普段なら、オフィスに戻ってから、親会社であり上司でもあるIDGの会長、パット・マクガバン氏に電話するところだった。しかし、あまりにも興奮していたので、待てなかった。
そこで私はブリーフケースから、レンガのように重くてゴツゴツしたモトローラの「ダイナタック」携帯電話を取り出し、10インチのアンテナを取り付けて、マサチューセッツ州フレーミングハムにあるマクガバンのオフィスに電話をかけた。マクガバンはほとんどの時間を、当時世界のほぼすべての近代国家、さらにはブラジルやウガンダといった意外な発展途上国に展開していたコンピュータ雑誌社の調査のために、地球の隅々まで飛び回っていた。
私は彼と話すつもりはなく、ただメッセージを残すだけだったのですが、驚いたことに彼は実際にそこにいました。
「パットおじさん」と、みんなが愛情を込めて呼んでいた名前で言った。「パットおじさん、こちらはデビッド・バネル。アンドリューと一緒にクパチーノから車に乗って帰ってきたところです。そこでスティーブ・ジョブズに会ったんです。そう、本物のスティーブ・ジョブズが、実際に私たちにMacintoshを見せてくれたんです!本当に素晴らしかった。今まで見た中で最高のコンピューター。PCより断然いいですよ。」
「彼らがそれを実現できるとどうしてわかるのですか」とマクガバン氏は尋ねた。「彼らは Apple III を納品しなかったし、Lisa も大幅に遅れました。」
「今回は違うとスティーブは言っています。発表当日の朝には、1万店のパソコンショップにMacが並ぶ予定です。そして、初年度は最低でも60万台を販売できると見込んでいます。」
「IBMの家庭用コンピュータはどうですか?PC WorldでIBMのフランチャイズを展開しているのに、なぜこれをベースにしないのですか?」
「パットおじさん、心配しないで」と私は答えました。「ピーナッツの雑誌も作りますよ。」
この時点で、アンドリューは私に中指を立てた。彼はIBMの雑誌をまた作るというアイデア自体が大嫌いだった。Macworldをやるだけでも十分大変なのに。

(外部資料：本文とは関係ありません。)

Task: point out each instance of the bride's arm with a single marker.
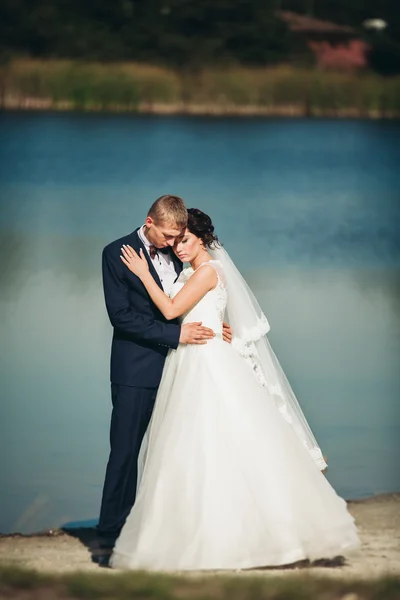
(197, 286)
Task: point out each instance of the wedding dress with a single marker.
(227, 483)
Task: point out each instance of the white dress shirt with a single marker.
(163, 264)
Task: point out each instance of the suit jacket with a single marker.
(142, 336)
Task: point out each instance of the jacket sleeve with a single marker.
(123, 316)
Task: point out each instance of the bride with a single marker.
(232, 474)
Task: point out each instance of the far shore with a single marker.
(377, 517)
(214, 91)
(33, 104)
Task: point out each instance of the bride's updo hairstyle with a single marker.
(201, 226)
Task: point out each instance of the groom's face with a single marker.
(162, 235)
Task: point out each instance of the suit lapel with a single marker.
(136, 245)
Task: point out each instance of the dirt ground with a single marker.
(378, 520)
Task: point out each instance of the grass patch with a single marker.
(131, 87)
(134, 585)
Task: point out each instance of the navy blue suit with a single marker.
(141, 339)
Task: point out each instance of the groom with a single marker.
(141, 339)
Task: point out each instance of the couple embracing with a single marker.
(212, 462)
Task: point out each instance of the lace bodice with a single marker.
(211, 308)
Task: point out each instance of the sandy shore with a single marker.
(378, 519)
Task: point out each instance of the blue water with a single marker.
(309, 210)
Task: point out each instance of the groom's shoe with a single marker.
(107, 540)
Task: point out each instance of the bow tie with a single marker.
(153, 251)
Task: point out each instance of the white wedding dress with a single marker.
(226, 484)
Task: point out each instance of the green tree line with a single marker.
(185, 33)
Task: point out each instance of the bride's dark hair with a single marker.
(201, 226)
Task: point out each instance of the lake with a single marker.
(308, 209)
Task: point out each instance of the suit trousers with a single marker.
(131, 413)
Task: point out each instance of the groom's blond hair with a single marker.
(169, 210)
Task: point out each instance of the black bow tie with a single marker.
(153, 251)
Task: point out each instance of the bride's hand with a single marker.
(136, 263)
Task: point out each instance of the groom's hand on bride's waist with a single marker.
(195, 333)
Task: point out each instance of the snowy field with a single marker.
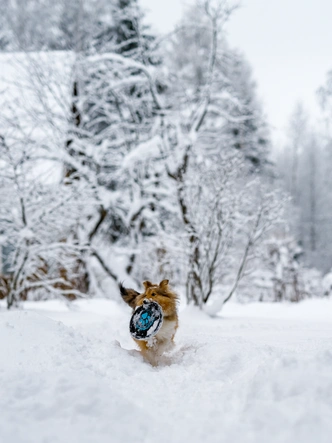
(258, 373)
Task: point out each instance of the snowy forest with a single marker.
(127, 156)
(137, 159)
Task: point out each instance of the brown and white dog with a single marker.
(153, 348)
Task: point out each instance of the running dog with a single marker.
(151, 350)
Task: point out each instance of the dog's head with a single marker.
(161, 293)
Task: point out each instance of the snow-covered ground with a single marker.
(258, 373)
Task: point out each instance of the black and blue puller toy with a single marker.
(146, 320)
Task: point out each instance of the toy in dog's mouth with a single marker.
(146, 320)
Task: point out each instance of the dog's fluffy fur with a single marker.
(153, 348)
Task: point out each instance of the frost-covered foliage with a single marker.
(158, 150)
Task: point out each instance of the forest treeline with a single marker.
(129, 156)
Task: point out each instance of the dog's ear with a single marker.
(163, 284)
(128, 295)
(147, 284)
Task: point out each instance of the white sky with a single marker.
(287, 42)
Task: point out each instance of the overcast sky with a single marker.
(287, 42)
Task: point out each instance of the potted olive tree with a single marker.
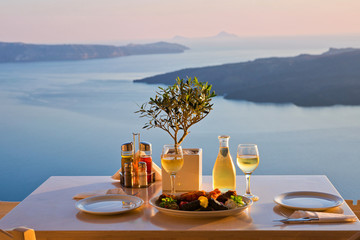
(175, 109)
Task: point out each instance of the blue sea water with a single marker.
(70, 118)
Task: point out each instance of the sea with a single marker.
(70, 118)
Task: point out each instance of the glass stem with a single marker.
(247, 176)
(172, 180)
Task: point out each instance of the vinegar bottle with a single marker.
(224, 174)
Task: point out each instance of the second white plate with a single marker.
(109, 204)
(313, 201)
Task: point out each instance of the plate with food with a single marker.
(201, 204)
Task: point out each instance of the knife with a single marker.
(296, 220)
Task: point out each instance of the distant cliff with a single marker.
(306, 80)
(21, 52)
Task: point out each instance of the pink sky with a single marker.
(84, 21)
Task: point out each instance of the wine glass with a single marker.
(172, 160)
(248, 161)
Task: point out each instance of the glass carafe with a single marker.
(224, 174)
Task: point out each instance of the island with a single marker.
(22, 52)
(331, 78)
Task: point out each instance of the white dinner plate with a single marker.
(109, 204)
(201, 214)
(313, 201)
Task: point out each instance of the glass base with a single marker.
(251, 196)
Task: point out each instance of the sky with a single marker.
(85, 21)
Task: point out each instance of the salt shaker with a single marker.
(142, 174)
(128, 174)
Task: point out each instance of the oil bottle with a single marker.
(224, 174)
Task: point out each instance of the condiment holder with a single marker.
(136, 166)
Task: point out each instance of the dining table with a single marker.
(50, 210)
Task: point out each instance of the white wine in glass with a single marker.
(172, 160)
(248, 161)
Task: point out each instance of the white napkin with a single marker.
(155, 168)
(324, 216)
(99, 192)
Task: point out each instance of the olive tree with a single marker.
(176, 108)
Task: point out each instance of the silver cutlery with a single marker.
(296, 220)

PC Worldはまだ黎明期にあり、 PC Magazineの発行元であるZiff-Davisという、はるかに規模の大きい会社との熾烈な競争を繰り広げていました。今振り返ってみると、私は何でもできると夢想する熱狂的な人間でした。Andrewはより選択的で、より計画的な人間でした。
アンドリューは保守的でしたが、非常に創造的な考えを持っていました。ある日、ゴールデン ゲート ブリッジを渡っているときに、「フリーウェア」というアイデアを思いつきました。これは、役に立つと思った人がプログラマーに寄付を郵送すれば、ユーザーにとって「無料」のソフトウェアというものでした。
フリーウェア、別名「シェアウェア」は、その後、コンピュータの世界で巨大な力を持つようになりました。それまでプログラムを配布することはほぼ不可能だった何千人ものプログラマーが、アンドリューのモデルを採用したのです。こうして彼はパーソナルコンピュータ界隈で有名人となり、彼が私のパートナーだったことは私にとって非常に幸運でした。アンドリューがいつでも好きな時に他のことをしてもいいと分かっていたからです。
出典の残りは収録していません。